Eden Mills Writers' Festival
The Eden Mills Writers' Festival is held annually in the village of Eden Mills, which is approximately 12 kilometres (7.5 mi) east of Guelph, Ontario, Canada. The festival includes readings by poets, authors, and other writers at various outdoor venues throughout the village. The festival occurs on the second Sunday after Labour Day in September. In previous years more than 40 Canadian authors appeared to give readings and interact with audiences, including notable Canadian writers such as Margaret Atwood and P. K. Page. On September 15, 2013, the Festival celebrated its 25th anniversary.
The festival also provides opportunities for young and unpublished writers to present their work in a juried reading session called "the Fringe." There are two literary contests: the Ishar Singh Poetry Contest and the Festival Literary Contest for new writers over the age of 16. The festival includes a book vendors' bazaar (Publisher's Way), a First Nations event, a children's site, and musical events. Eden Mills is located on the Eramosa River and the festival's principal readings take place on its banks.
In 1989 the Eden Mills Writers' Festival began, featuring Leon Rooke, local resident, writer and a Governor General's Award winner. It has been held annually since then, and expanded its programs: the number of professional readers, contests, etc.
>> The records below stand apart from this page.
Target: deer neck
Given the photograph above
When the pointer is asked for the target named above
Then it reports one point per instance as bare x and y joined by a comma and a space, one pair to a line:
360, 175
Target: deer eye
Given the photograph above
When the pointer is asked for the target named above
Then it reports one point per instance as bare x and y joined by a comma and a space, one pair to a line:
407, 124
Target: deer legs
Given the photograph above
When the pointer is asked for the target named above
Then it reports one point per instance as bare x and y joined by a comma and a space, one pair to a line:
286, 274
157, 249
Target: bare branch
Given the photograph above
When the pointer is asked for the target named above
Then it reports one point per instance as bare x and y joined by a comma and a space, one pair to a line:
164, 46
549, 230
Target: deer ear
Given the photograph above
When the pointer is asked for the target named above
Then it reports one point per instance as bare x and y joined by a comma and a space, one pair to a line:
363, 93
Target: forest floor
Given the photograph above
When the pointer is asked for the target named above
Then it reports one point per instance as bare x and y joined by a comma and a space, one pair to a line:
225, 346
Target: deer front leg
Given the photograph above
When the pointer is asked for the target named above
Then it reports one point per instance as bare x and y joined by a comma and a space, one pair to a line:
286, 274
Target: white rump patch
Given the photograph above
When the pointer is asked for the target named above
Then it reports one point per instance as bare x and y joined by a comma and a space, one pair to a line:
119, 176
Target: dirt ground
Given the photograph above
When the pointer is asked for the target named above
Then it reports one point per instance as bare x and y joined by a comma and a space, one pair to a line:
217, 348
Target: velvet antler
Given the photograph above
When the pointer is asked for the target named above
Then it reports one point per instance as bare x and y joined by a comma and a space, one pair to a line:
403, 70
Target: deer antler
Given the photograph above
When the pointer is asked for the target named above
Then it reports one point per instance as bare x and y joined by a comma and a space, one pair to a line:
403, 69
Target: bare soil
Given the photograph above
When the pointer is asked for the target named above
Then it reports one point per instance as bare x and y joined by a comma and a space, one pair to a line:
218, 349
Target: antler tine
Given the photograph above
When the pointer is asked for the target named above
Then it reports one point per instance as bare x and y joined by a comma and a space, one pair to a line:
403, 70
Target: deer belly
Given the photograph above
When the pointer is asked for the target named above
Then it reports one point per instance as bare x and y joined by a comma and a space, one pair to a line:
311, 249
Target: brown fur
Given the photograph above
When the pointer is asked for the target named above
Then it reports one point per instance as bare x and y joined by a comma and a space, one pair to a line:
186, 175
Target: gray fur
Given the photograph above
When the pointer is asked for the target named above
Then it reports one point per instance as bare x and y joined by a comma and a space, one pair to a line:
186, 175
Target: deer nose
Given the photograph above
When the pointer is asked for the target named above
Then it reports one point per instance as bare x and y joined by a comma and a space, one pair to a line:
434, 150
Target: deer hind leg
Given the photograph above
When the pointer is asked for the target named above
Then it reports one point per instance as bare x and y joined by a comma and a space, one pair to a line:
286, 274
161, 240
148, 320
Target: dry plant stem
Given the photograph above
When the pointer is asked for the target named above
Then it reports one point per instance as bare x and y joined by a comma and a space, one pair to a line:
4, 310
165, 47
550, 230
The festival began in the original General Store, which was built in 1877. Don and Mark Holman,The owners of the general store at the time, suggested to neighbor Leon Rooke (who was then living with his wife Constance across the street) to launch his latest novel A Good Baby, from just outside the store. Rooke invited other writers to this event, such as Rohinton Mistry, Michael Ondaatje, Jane Urquhart and Linda Spalding. A small audience of 350 people showed up and the Eden Mills Writers' Festival had begun.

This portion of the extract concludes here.